Eneida leu uma carta de agradecimento de Ignácio Marquinez, um leigo amigo, que como sinal do seu carinho e amizade às missionárias dominicanas, nos enviou uns bombons.

Irene Díaz apresentou os CD que elaboraram as Irmãs de Perú com motivo do centenário e que oferecem a cada umas das comunidades da Congregação. E recebemos com gratidão a prenda que nos enviou a Irmã Avelina, da comunidade de maiores de Arturo Soria, tecido por ela mesma.

Fizemos a leitura das comunicações de irmãs e comunidades, como cada dia, nos faz sentir muito unidas a toda la Congregação.

Estíbaliz apresentou a Marta Martínez Muñoz, socióloga, com especialidades em avaliação e  metodologia de trabalho com a infância que nos acompanhou no período da manhã.

Marta, apresentou o segundo informe de DIMIDORO, elaborado a partir das crónicas da comunidades, destacando que o informe é o produto do segundo trabalho, e como em qualquer trabalho de consultoria, o informe final é “um produto”, mas não é “o produto”. A ideia é que seja um instrumento de trabalho e a partir dele, dar-lhe quantos formatos se podem fazer possíveis. Fazer uma leitura e análise transversal, e como tal, o trabalho de consultoria é facilitar o instrumento.

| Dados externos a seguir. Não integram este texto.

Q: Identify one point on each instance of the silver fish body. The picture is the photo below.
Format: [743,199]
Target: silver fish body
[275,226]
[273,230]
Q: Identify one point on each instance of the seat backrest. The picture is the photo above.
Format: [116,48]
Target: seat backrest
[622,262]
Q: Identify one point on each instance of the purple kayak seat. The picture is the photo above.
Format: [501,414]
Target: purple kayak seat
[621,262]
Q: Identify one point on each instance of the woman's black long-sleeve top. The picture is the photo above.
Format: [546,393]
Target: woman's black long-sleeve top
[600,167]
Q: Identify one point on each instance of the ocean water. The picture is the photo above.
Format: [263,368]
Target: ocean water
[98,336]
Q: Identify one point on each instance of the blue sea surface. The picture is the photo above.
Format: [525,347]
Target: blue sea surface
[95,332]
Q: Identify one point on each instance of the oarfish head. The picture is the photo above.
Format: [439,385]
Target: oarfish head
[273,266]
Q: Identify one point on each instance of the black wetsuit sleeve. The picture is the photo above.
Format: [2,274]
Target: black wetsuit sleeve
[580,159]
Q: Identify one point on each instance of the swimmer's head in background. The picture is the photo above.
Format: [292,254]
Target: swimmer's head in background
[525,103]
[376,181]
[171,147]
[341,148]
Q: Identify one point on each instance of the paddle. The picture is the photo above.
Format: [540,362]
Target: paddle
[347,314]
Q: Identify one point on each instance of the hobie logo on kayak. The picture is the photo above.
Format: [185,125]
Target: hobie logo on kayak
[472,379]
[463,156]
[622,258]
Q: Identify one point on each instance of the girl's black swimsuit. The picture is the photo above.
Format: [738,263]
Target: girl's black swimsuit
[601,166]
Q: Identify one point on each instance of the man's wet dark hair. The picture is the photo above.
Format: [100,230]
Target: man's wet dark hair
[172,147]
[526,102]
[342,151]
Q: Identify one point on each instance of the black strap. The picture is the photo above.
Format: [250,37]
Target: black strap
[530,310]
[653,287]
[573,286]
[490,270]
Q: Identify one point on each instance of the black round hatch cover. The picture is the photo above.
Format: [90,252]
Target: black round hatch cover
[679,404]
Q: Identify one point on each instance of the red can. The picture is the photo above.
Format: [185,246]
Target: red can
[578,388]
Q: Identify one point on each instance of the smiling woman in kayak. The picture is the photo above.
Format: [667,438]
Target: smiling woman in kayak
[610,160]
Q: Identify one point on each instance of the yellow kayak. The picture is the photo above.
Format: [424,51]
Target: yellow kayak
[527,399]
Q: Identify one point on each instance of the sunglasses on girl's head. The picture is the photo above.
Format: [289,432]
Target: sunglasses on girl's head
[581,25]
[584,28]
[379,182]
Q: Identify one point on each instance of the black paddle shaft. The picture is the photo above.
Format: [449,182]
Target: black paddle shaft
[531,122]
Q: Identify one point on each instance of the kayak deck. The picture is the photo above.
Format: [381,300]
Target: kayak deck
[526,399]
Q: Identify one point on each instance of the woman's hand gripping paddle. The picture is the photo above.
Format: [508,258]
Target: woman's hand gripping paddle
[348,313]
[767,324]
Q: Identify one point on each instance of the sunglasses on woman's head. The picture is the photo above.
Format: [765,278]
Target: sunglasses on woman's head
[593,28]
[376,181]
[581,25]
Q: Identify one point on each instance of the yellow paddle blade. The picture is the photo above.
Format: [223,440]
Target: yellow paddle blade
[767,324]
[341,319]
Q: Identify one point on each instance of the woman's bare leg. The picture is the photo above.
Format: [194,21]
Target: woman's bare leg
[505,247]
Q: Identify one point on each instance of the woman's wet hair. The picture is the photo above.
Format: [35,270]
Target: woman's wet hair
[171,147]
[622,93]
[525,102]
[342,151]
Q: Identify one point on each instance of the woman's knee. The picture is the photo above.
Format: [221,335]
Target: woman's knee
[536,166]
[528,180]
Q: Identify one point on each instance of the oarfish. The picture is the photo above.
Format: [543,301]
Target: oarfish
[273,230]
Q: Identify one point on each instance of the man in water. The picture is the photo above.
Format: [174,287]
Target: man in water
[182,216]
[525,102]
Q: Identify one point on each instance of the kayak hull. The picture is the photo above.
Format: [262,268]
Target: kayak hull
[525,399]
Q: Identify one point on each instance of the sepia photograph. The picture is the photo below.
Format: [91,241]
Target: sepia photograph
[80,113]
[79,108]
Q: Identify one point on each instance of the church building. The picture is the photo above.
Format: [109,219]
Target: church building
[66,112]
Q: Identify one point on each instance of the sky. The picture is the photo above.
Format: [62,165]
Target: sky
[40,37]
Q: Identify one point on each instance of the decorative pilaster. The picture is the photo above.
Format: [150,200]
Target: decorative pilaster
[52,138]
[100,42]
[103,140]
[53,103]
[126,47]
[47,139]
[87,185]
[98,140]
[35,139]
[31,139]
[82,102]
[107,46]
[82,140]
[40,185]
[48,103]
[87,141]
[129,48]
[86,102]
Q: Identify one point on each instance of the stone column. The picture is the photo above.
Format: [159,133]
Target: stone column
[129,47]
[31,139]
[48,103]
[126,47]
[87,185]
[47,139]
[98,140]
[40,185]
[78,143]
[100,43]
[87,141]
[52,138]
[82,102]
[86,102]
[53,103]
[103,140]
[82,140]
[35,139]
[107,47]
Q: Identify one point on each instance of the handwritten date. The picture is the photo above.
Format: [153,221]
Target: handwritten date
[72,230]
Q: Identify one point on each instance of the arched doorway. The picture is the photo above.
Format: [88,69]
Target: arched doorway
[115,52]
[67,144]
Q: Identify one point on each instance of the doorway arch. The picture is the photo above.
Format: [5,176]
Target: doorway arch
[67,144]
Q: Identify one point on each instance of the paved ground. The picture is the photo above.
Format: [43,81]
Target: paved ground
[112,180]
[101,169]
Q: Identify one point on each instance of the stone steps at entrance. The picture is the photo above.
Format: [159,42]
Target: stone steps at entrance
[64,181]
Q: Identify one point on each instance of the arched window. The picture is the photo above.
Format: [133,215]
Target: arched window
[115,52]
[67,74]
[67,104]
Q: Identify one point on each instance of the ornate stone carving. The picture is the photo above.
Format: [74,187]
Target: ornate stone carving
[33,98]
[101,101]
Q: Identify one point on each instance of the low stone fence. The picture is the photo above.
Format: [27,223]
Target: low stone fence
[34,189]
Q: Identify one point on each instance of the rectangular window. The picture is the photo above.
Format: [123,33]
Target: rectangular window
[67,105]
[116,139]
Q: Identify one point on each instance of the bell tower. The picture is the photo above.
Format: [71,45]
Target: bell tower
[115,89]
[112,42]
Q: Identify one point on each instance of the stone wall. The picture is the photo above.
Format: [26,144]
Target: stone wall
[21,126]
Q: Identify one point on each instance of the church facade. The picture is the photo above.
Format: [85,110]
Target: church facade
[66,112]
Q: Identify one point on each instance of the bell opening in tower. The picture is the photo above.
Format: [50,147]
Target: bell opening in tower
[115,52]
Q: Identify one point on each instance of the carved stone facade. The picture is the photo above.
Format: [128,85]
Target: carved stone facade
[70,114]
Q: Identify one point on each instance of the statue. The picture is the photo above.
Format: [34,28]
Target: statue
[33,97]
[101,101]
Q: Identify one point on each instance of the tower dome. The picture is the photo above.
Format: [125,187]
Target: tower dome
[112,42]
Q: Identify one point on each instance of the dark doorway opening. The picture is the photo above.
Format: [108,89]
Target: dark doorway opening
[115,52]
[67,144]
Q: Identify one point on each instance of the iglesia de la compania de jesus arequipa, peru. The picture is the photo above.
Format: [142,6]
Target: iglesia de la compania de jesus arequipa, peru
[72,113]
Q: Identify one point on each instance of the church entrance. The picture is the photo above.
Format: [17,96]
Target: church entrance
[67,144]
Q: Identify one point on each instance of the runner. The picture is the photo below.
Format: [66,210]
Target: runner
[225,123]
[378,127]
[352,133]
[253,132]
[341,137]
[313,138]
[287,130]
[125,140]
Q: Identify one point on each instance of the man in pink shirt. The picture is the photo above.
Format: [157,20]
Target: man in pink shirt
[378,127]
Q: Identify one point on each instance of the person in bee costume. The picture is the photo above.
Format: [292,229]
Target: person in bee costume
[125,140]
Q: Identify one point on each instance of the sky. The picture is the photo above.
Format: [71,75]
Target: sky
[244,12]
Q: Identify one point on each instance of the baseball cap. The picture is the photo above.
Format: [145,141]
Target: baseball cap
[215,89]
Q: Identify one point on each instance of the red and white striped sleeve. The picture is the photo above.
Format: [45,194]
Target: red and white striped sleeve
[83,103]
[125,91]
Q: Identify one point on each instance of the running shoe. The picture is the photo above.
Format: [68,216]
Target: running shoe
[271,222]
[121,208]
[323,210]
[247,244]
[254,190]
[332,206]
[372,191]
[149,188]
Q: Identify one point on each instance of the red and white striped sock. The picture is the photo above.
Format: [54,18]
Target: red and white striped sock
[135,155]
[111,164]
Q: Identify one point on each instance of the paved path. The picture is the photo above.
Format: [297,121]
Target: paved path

Propôs uma primeira ronda para escutar as expectativas, as irmãs expressaram-se e Marta foi procurando responder às interrogações apresentadas.

Celebramos durante o almoço o aniversário da Irmã Irene Farro com uma rica comida, vinho e uma sobremesa muito gostosa.

Iniciamos o trabalho da tarde com o informe da comissão de Projetos de Desenvolvimento, formada pelas Irmãs. Teresa Beorlegui, Ana María Acedo e Estíbaliz Ladrón de Guevara, e duas leigas, Marian y Feli. Teresa apresentou a Memória Anual e informou sobre os projetos  ajudas realizadas em 2015 (Ler o Informe).

De seguida, a Irmã Estíbaliz Ladrón de Guevara apresentou a Comissão de Acción Verapaz, formada por Frei José Antonio Lobo, OP e por três leigos: Carlos Colmenarejo, Óscar Salazar, Paqui Cortés. Os quais valorizaram a coincidência que existe entre o carisma das Missionárias Dominicanas do Rosário, com o carisma de Acción Verapaz: uma opção pelos mais pobres, necessitados e os que não têm voz. Projetaram um vídeo, onde deram a conhecer os 20 anos de serviço de Acción Verapaz, destacando que o seu objetivo básico é a sensibilização e o sentir-se corresponsáveis do que passa em outros lugares.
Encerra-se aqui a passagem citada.